Discovery of a gene linked to AMD
Sunday, October 27 2013 | 00 h 00 min | News
The loss of an anti-aging gene might contribute to the development of age-related macular degeneration.
After studying mice, researchers at Georgetown University found that the loss of the expression of the aging-suppressor gene Klotho leads to characteristics observed in both wet and dry forms of AMD in humans.
The researchers found four functions provided by the Klotho gene, a hormone that is secreted by some organs and tissues. It increases the activity of genes that synthesize the light absorbing visual pigments in the retinal cells. Klotho also increases the expression of genes that protect against the oxidative stress, which can lead to dry AMD. Klotho inhibits vascular endothelial growth and therefore, might play an important role in inhibiting the overgrowth of blood vessels in the eye. Klotho also regulates phagocytosis of the outer segment of photoreceptors in the retina. This process allows the photoreceptors to renew themselves.
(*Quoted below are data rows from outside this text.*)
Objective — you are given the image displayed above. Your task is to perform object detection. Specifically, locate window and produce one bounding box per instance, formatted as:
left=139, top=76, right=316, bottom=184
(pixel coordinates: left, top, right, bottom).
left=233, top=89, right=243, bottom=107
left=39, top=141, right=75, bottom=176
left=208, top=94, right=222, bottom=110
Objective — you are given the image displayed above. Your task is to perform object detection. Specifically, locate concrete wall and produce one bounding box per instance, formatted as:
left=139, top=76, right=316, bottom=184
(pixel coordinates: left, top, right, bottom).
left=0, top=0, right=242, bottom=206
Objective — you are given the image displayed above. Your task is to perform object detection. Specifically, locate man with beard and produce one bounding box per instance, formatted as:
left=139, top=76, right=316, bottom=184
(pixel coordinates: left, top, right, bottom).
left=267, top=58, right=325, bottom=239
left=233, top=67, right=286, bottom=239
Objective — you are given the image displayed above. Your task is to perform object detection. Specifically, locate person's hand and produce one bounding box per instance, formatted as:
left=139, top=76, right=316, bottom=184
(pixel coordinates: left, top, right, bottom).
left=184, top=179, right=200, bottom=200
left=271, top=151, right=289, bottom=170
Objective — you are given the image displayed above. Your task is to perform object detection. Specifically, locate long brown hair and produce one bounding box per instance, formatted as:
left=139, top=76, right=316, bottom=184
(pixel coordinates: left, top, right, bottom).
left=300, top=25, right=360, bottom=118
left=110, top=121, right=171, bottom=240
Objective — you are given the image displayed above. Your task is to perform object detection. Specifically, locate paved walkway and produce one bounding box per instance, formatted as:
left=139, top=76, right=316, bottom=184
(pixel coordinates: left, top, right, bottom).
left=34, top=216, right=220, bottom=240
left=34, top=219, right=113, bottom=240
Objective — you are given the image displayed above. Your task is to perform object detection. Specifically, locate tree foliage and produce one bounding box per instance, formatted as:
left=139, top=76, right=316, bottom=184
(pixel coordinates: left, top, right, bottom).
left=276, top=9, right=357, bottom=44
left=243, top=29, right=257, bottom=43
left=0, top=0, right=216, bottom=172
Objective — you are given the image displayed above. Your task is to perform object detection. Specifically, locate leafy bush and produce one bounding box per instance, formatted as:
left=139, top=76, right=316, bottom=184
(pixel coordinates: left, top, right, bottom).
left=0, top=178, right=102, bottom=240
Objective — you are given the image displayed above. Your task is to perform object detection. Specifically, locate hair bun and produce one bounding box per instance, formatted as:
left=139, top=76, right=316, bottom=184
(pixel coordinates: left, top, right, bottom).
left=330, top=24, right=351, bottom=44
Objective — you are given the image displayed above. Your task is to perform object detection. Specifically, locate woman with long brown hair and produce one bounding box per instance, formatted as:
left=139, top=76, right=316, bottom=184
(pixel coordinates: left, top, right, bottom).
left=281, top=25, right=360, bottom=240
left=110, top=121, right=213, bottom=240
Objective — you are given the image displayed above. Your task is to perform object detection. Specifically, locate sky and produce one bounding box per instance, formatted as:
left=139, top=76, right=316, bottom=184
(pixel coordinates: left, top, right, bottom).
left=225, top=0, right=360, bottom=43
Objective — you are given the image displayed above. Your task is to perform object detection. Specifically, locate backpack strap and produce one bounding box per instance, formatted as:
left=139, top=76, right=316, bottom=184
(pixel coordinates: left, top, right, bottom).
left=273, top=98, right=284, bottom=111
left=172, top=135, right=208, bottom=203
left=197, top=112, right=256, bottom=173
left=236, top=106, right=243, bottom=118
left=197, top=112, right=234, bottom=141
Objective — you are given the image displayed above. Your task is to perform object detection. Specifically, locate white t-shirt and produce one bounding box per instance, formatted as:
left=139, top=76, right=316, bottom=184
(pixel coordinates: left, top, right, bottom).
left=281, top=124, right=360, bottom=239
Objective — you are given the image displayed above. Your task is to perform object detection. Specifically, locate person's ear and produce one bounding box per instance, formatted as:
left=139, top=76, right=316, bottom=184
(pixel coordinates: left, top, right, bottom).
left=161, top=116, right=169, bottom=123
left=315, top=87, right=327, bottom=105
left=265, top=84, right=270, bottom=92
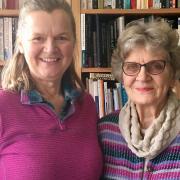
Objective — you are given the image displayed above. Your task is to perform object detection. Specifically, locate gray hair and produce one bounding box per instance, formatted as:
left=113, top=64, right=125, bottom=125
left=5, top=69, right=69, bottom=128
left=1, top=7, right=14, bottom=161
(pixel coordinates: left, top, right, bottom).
left=2, top=0, right=83, bottom=91
left=111, top=20, right=180, bottom=80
Without it, the photoreceptors degenerate and die causing blindness.
“For these reasons, we believe Klotho might be an interesting therapeutic target for age-related macular degeneration,” says senior investigator Nady Golestaneh. She nonetheless remains cautious, admitting that further studies should be done to quantify the decline of Klotho expression in human eyes and to link this dysfunction to AMD.